Before the Cox regression analysis, we conducted a series of scatterplots (Supplementary Figs. 1–7) to assess the association between hs-CRP and eGFR or proteinuria at baseline or endpoint, between FBG and eGFR or proteinuria at endpoint or hs-CRP, as well as multiple correlation analysis with stepwise regression (SLE and SLS = 0.15).

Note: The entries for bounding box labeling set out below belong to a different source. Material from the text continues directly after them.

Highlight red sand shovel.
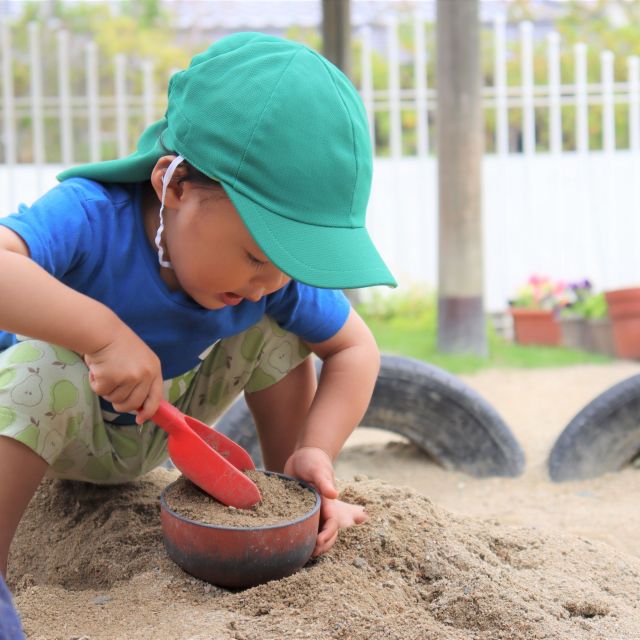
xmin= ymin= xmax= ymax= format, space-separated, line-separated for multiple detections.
xmin=151 ymin=400 xmax=261 ymax=509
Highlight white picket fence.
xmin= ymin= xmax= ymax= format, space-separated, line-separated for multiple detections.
xmin=0 ymin=19 xmax=640 ymax=311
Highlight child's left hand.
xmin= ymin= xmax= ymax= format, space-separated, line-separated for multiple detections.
xmin=284 ymin=447 xmax=369 ymax=556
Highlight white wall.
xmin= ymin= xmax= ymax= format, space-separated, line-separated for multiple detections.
xmin=5 ymin=151 xmax=640 ymax=311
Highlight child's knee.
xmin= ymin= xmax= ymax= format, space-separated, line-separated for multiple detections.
xmin=0 ymin=340 xmax=93 ymax=464
xmin=245 ymin=318 xmax=311 ymax=392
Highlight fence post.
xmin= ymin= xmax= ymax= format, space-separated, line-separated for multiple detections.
xmin=28 ymin=22 xmax=45 ymax=181
xmin=58 ymin=31 xmax=74 ymax=165
xmin=362 ymin=26 xmax=376 ymax=146
xmin=142 ymin=60 xmax=156 ymax=127
xmin=573 ymin=42 xmax=589 ymax=153
xmin=493 ymin=16 xmax=509 ymax=156
xmin=413 ymin=13 xmax=429 ymax=158
xmin=114 ymin=53 xmax=129 ymax=158
xmin=520 ymin=21 xmax=536 ymax=155
xmin=387 ymin=18 xmax=402 ymax=158
xmin=627 ymin=56 xmax=640 ymax=153
xmin=600 ymin=51 xmax=616 ymax=153
xmin=547 ymin=31 xmax=562 ymax=154
xmin=86 ymin=41 xmax=102 ymax=162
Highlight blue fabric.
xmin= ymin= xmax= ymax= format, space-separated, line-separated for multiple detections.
xmin=0 ymin=178 xmax=349 ymax=380
xmin=0 ymin=576 xmax=24 ymax=640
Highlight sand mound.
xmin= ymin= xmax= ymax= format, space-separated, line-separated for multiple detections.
xmin=10 ymin=471 xmax=640 ymax=640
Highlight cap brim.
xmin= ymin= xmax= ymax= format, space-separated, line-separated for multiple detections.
xmin=56 ymin=119 xmax=169 ymax=182
xmin=224 ymin=185 xmax=397 ymax=289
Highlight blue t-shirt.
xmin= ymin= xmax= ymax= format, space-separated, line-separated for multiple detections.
xmin=0 ymin=576 xmax=24 ymax=640
xmin=0 ymin=178 xmax=349 ymax=400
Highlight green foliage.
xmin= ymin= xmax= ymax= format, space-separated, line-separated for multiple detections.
xmin=8 ymin=0 xmax=640 ymax=162
xmin=357 ymin=289 xmax=609 ymax=374
xmin=582 ymin=292 xmax=609 ymax=320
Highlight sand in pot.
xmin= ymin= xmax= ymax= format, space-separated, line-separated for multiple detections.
xmin=165 ymin=471 xmax=316 ymax=527
xmin=10 ymin=471 xmax=640 ymax=640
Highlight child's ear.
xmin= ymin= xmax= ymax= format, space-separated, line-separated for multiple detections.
xmin=150 ymin=156 xmax=187 ymax=207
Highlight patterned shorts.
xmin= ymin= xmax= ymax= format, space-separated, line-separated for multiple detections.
xmin=0 ymin=317 xmax=309 ymax=484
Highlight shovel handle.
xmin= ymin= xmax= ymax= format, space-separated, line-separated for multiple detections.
xmin=151 ymin=400 xmax=190 ymax=433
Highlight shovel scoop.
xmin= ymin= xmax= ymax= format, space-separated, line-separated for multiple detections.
xmin=151 ymin=400 xmax=261 ymax=509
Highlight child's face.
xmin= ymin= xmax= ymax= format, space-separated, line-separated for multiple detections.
xmin=163 ymin=182 xmax=291 ymax=309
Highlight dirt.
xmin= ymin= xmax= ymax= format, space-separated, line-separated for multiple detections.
xmin=165 ymin=470 xmax=316 ymax=528
xmin=10 ymin=363 xmax=640 ymax=640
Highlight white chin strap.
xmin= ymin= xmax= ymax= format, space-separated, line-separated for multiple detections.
xmin=155 ymin=156 xmax=184 ymax=269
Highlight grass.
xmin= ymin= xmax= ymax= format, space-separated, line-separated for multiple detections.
xmin=358 ymin=292 xmax=612 ymax=374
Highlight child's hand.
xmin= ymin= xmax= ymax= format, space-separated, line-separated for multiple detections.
xmin=84 ymin=324 xmax=162 ymax=424
xmin=284 ymin=447 xmax=369 ymax=556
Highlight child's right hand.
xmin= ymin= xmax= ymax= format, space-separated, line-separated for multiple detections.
xmin=84 ymin=324 xmax=162 ymax=424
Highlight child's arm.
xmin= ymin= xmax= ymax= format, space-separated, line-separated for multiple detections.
xmin=296 ymin=309 xmax=380 ymax=461
xmin=284 ymin=310 xmax=380 ymax=555
xmin=0 ymin=226 xmax=162 ymax=422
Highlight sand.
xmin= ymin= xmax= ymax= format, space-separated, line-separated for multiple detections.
xmin=164 ymin=469 xmax=319 ymax=528
xmin=9 ymin=363 xmax=640 ymax=640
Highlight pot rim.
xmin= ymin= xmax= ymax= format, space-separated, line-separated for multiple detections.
xmin=160 ymin=469 xmax=322 ymax=531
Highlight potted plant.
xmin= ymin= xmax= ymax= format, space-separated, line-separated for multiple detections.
xmin=509 ymin=276 xmax=568 ymax=346
xmin=583 ymin=292 xmax=616 ymax=357
xmin=560 ymin=279 xmax=593 ymax=349
xmin=605 ymin=287 xmax=640 ymax=358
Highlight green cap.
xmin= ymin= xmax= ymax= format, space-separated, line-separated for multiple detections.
xmin=58 ymin=33 xmax=396 ymax=288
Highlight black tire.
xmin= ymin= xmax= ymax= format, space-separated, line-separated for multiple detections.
xmin=216 ymin=355 xmax=524 ymax=477
xmin=549 ymin=375 xmax=640 ymax=482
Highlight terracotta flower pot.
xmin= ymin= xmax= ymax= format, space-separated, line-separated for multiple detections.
xmin=604 ymin=287 xmax=640 ymax=358
xmin=511 ymin=307 xmax=562 ymax=346
xmin=585 ymin=318 xmax=616 ymax=357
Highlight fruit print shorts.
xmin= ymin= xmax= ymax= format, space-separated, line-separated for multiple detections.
xmin=0 ymin=317 xmax=309 ymax=484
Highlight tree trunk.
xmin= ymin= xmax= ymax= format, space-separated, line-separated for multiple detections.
xmin=436 ymin=0 xmax=487 ymax=355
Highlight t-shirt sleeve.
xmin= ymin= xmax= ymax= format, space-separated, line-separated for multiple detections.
xmin=266 ymin=280 xmax=351 ymax=342
xmin=0 ymin=181 xmax=95 ymax=278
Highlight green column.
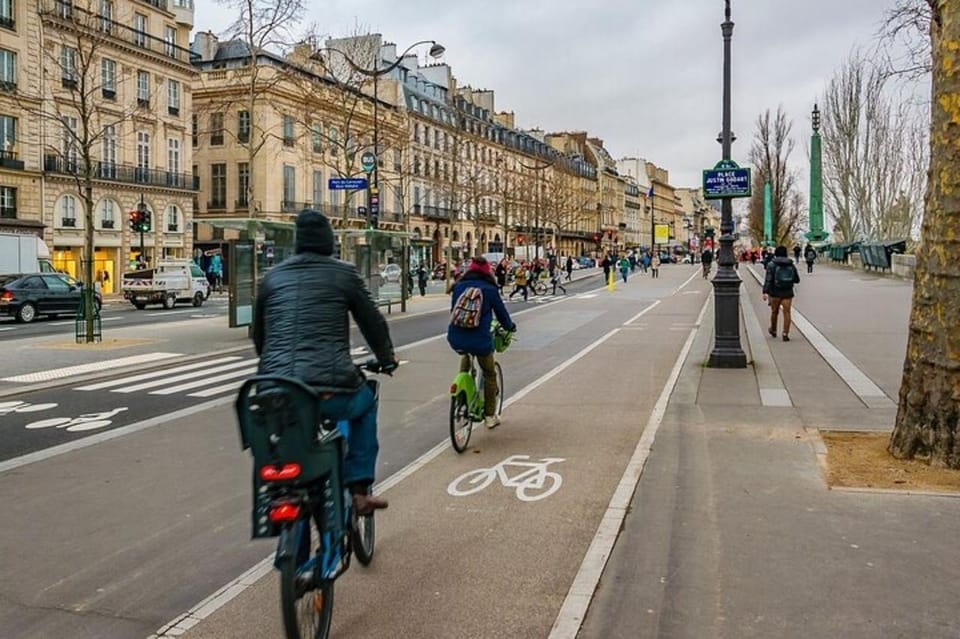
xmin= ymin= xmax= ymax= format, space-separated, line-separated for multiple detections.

To examine the association between single and persistent elevation of hs-CRP levels and the risk of kidney outcomes, Cox regression models were used to estimate hazard ratios (HRs) with 95% confidence intervals (CIs). In all three outcomes, model 1 was adjusted for age and sex. Model 2 was further adjusted for BMI (underweight vs. normal vs. overweight vs. obesity), central obesity (yes vs. no), FBG (continuous), leukocyte count (continuous), platelet count (continuous), dyslipidemia (yes vs. no), hypertension (yes vs. no), hypotensive agents (yes vs. no), hyperuricemia (yes vs. no), smoking (current yes vs. no), drinking (current yes vs. no), physical activity (active vs. inactive), and baseline eGFR (continuous) as potential confounders. In addition, we also adjusted for proteinuria (yes vs. no) in model 2 regarding the outcome of kidney function decline. We further conducted a subgroup analysis according to IFG or diabetes, as well as a sensitivity analysis by removing patients with urinary leukocyte ≥ 1 + (N = 404) to exclude infections of the urinary tract, which were adjusted for the same potential confounders in model 2. Proportional Hazards assumption was tested by Schoenfeld residuals and it was held for all the variables in Cox models (P > 0.05).

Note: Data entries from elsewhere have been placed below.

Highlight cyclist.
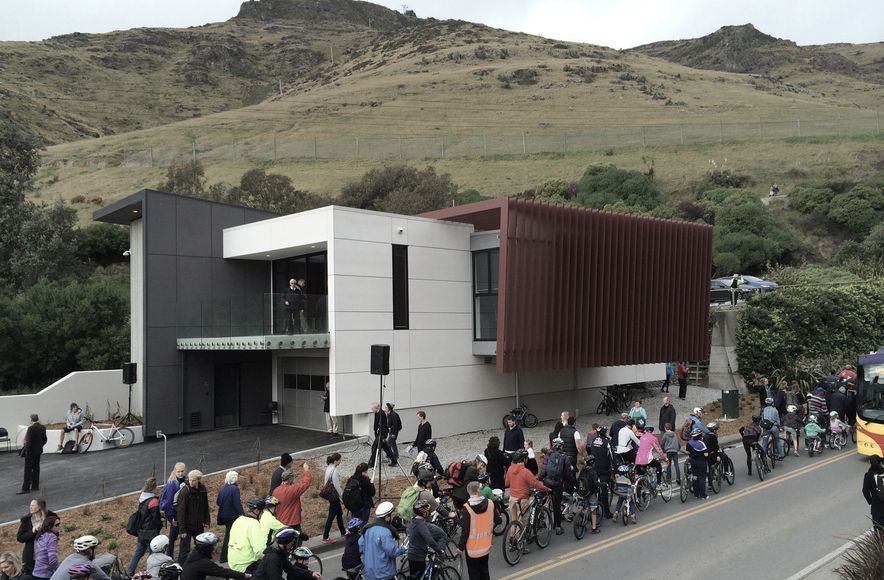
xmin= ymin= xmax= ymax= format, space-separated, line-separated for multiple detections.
xmin=761 ymin=397 xmax=783 ymax=461
xmin=703 ymin=421 xmax=721 ymax=487
xmin=408 ymin=499 xmax=446 ymax=578
xmin=740 ymin=415 xmax=761 ymax=475
xmin=635 ymin=425 xmax=669 ymax=485
xmin=783 ymin=405 xmax=803 ymax=457
xmin=359 ymin=501 xmax=405 ymax=580
xmin=227 ymin=497 xmax=268 ymax=572
xmin=804 ymin=415 xmax=826 ymax=449
xmin=538 ymin=437 xmax=574 ymax=536
xmin=589 ymin=426 xmax=614 ymax=519
xmin=614 ymin=462 xmax=636 ymax=523
xmin=687 ymin=429 xmax=709 ymax=499
xmin=254 ymin=528 xmax=321 ymax=580
xmin=505 ymin=449 xmax=550 ymax=540
xmin=181 ymin=532 xmax=252 ymax=580
xmin=51 ymin=536 xmax=110 ymax=580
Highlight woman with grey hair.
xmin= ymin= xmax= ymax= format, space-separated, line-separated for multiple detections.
xmin=215 ymin=471 xmax=243 ymax=564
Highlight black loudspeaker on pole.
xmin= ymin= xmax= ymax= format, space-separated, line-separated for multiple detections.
xmin=371 ymin=344 xmax=390 ymax=376
xmin=123 ymin=363 xmax=138 ymax=385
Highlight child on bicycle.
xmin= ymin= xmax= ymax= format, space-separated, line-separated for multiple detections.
xmin=614 ymin=463 xmax=636 ymax=523
xmin=783 ymin=405 xmax=803 ymax=457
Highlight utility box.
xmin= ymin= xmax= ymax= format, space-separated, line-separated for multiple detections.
xmin=721 ymin=389 xmax=740 ymax=419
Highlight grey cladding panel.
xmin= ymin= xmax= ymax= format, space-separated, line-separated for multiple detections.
xmin=176 ymin=197 xmax=212 ymax=257
xmin=144 ymin=194 xmax=176 ymax=254
xmin=145 ymin=254 xmax=178 ymax=327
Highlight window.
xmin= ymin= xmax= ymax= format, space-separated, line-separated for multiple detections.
xmin=393 ymin=244 xmax=408 ymax=330
xmin=473 ymin=248 xmax=500 ymax=340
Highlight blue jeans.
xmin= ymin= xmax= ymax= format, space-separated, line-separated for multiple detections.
xmin=761 ymin=425 xmax=783 ymax=457
xmin=126 ymin=540 xmax=150 ymax=576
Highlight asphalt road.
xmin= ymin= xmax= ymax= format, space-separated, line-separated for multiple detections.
xmin=321 ymin=447 xmax=871 ymax=580
xmin=0 ymin=425 xmax=356 ymax=522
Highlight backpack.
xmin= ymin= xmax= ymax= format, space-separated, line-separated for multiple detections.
xmin=396 ymin=485 xmax=422 ymax=520
xmin=126 ymin=498 xmax=153 ymax=536
xmin=678 ymin=419 xmax=694 ymax=441
xmin=445 ymin=461 xmax=467 ymax=487
xmin=546 ymin=451 xmax=565 ymax=482
xmin=341 ymin=477 xmax=362 ymax=512
xmin=577 ymin=467 xmax=598 ymax=497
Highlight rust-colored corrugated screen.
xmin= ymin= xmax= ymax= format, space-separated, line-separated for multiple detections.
xmin=426 ymin=198 xmax=712 ymax=373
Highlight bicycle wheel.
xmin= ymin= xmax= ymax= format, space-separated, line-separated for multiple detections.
xmin=503 ymin=521 xmax=525 ymax=566
xmin=710 ymin=463 xmax=721 ymax=494
xmin=114 ymin=427 xmax=135 ymax=449
xmin=574 ymin=508 xmax=589 ymax=540
xmin=307 ymin=554 xmax=322 ymax=576
xmin=534 ymin=507 xmax=552 ymax=548
xmin=491 ymin=510 xmax=510 ymax=536
xmin=722 ymin=455 xmax=734 ymax=485
xmin=635 ymin=476 xmax=652 ymax=512
xmin=77 ymin=431 xmax=92 ymax=453
xmin=433 ymin=564 xmax=460 ymax=580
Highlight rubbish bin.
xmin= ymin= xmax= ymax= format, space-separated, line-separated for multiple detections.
xmin=721 ymin=389 xmax=740 ymax=419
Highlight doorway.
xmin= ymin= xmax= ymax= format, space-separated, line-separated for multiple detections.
xmin=215 ymin=363 xmax=242 ymax=429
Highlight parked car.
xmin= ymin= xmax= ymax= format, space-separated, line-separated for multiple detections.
xmin=713 ymin=276 xmax=780 ymax=293
xmin=709 ymin=279 xmax=744 ymax=304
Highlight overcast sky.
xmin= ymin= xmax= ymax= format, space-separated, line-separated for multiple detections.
xmin=0 ymin=0 xmax=884 ymax=48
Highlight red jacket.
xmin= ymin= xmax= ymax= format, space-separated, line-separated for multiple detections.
xmin=504 ymin=463 xmax=549 ymax=499
xmin=273 ymin=471 xmax=313 ymax=526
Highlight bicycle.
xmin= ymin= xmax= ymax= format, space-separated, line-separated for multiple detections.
xmin=77 ymin=419 xmax=135 ymax=453
xmin=502 ymin=403 xmax=540 ymax=429
xmin=503 ymin=489 xmax=552 ymax=566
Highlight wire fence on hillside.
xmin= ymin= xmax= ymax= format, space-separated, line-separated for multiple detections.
xmin=47 ymin=112 xmax=881 ymax=167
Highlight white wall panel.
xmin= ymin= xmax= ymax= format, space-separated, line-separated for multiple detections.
xmin=334 ymin=239 xmax=392 ymax=284
xmin=329 ymin=276 xmax=393 ymax=312
xmin=408 ymin=246 xmax=472 ymax=282
xmin=410 ymin=279 xmax=473 ymax=313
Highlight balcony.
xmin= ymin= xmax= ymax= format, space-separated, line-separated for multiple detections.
xmin=175 ymin=293 xmax=329 ymax=350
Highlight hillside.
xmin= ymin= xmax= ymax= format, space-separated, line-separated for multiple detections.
xmin=0 ymin=0 xmax=884 ymax=219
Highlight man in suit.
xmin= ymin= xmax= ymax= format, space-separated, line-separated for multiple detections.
xmin=18 ymin=413 xmax=46 ymax=495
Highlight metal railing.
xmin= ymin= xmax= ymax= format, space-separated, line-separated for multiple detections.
xmin=175 ymin=293 xmax=328 ymax=338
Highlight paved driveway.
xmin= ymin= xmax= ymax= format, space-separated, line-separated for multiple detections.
xmin=0 ymin=425 xmax=352 ymax=522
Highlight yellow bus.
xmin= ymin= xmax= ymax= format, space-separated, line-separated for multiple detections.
xmin=856 ymin=346 xmax=884 ymax=457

Given the non-randomized nature of these data (Table 1), we conducted an inverse probability of treatment weighted (IPTW) propensity score analysis to obtain optimal balance across groups by using population average treatment effects and generalized boosted models. Details on the methodology of propensity score weighting with more than two treatment groups are described by McCaffrey et al. [22]. Weights were estimated using the twang package in R. The underlying propensity models included 18 pretreatment covariates in Table 1, including demographics and factors relating to kidney outcomes. To describe the comparability of the three groups after propensity score weighting, covariate balance among groups was estimated by using the max absolute standardized mean difference (ASMD). ASMD < 0.10 is considered as good balance across groups. Weighted Cox regression models were used to estimate the impact of single or persistent elevation of hs-CRP levels on kidney outcomes. Regarding the outcomes of kidney function, we used doubly robust models of combining propensity score weights and baseline proteinuria.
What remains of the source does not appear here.